An idea popped into my head and I couldn’t get rid of it. I decided that Sofía needed a play kitchen, a cocina. I of course didn’t want to pay full price for something that I know she won’t play with ALL THE TIME, so I turned to Craigslist. My husband, for whatever reason, is not a fan of purchasing used items unless it is a baby grand piano that we have been coveting. Since I am not bothered by used items and see much worth for our checkbook as well as the environment, we really have to make BIG compromises on things….which isn’t a problem. I decided that I would only buy la cocina if it was $20 or less. I did find one that included dishes and pots and pans. It was located near my sister’s house and since she was coming to visit, I asked her to pick it up for her favorite niece! Sofía was fascinated with la cocina!

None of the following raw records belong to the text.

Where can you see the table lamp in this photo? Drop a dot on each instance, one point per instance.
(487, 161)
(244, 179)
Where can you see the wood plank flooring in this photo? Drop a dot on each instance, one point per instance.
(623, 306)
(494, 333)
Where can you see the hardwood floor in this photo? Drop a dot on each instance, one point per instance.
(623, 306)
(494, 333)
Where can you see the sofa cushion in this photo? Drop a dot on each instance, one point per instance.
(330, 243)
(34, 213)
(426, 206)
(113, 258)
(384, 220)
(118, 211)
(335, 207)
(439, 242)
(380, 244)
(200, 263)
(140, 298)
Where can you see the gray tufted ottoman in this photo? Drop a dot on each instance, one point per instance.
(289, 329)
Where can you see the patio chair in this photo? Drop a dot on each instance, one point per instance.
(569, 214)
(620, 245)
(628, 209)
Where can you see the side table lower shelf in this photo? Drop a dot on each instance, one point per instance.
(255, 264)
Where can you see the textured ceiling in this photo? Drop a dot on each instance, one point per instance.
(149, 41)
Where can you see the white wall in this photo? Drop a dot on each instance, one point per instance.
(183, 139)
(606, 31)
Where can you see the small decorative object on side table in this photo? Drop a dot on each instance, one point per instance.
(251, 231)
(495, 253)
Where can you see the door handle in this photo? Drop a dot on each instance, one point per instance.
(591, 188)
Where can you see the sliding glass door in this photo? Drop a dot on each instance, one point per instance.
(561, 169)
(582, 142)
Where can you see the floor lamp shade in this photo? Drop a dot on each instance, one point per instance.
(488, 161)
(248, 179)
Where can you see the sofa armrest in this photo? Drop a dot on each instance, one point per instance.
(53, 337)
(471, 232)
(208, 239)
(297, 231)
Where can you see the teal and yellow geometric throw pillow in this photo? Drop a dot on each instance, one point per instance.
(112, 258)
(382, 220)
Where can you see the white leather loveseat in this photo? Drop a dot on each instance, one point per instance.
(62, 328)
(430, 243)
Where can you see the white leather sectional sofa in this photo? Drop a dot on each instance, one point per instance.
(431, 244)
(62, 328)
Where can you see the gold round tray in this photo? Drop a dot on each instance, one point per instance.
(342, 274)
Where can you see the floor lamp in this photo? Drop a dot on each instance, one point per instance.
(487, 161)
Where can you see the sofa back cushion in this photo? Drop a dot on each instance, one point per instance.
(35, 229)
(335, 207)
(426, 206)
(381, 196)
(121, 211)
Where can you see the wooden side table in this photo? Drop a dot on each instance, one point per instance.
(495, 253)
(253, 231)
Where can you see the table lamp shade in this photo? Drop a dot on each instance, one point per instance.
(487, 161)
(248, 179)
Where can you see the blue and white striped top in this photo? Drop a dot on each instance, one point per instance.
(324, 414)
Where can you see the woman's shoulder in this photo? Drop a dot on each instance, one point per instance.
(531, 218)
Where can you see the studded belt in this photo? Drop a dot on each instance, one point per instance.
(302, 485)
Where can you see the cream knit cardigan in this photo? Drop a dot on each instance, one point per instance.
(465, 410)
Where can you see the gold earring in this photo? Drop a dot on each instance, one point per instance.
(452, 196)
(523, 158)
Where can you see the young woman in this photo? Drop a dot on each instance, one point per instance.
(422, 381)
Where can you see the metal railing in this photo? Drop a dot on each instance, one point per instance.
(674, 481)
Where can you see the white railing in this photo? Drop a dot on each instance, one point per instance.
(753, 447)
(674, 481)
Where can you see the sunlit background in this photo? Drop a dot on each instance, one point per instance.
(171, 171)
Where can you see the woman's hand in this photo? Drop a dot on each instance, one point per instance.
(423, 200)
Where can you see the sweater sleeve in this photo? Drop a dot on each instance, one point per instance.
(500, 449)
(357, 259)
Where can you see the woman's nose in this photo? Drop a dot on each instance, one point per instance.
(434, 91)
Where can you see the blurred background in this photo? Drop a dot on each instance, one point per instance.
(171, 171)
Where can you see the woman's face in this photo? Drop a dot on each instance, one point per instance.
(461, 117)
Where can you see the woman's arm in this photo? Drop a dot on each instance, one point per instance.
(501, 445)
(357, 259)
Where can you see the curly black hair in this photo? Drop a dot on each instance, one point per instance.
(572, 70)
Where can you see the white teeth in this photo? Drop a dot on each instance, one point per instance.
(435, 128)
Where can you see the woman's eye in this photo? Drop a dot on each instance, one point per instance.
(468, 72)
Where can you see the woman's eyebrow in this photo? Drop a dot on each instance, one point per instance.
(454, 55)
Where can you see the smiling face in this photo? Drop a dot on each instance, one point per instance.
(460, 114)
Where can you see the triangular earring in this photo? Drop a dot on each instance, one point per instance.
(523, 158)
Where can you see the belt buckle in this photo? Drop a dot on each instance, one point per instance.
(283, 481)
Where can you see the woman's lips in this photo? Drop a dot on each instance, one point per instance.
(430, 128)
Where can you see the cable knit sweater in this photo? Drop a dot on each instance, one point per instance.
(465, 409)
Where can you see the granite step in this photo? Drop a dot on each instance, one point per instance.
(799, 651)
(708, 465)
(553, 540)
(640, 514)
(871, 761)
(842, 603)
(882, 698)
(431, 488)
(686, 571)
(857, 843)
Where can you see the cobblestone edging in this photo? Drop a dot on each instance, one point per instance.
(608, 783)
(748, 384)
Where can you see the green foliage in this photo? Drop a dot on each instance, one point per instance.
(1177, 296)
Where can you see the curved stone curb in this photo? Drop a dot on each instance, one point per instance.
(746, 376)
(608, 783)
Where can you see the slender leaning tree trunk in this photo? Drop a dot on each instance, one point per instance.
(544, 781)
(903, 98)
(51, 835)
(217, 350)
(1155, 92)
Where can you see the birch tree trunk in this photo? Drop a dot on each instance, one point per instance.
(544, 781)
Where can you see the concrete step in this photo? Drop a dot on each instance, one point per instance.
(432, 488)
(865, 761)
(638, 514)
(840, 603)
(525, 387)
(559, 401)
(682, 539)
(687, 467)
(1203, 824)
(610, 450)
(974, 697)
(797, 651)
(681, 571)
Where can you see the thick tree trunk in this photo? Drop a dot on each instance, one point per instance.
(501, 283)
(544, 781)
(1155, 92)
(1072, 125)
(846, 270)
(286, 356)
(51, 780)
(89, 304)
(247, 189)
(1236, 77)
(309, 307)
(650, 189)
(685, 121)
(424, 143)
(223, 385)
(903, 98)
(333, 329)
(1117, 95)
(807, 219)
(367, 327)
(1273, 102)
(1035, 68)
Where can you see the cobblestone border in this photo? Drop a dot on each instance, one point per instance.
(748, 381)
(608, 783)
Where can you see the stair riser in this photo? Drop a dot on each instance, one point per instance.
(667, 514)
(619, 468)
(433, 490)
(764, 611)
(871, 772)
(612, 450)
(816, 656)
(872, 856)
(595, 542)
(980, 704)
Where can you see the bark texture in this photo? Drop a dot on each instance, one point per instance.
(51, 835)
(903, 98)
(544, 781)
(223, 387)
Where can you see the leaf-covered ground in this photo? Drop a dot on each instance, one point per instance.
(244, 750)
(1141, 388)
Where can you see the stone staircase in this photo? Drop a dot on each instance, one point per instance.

She played with la cocina for 20 minutes straight (without the pans) and didn’t look up at me once! The next day, la Abuela was watching her while I ran some errands and what I saw when I came home amazed me. Sofía was playing with all the pans and dishes and utensils. She was cooking and eating her food and sharing with la Abuela and when I came in, she fed me too! It was so amazing to watch her play something that I have never seen her play before! But then again, she never had the tools to play with them either! ¡Viva Craigslist!

Wednesday, June 2, 2010

¡Mi Primer Picnic!

The people who organize our music class held a picnic for all the participants. It was a “bring your own food etc”… picnic. Sofía and I went with things that she could eat but would not make her sticky or attractive to bees and a big blanket. Hacía CALOR! Sofía ended up with rosy cheeks and wet clothes because of the heat. But she enjoyed seeing all the people, especially meeting Profesora Mariana’s mamá and abuela! Oh, and Sofía insisted on bringing her stuffed gato, Paco. Paco was a big hit with many other little ones! I think her Primer Picnic was a hit!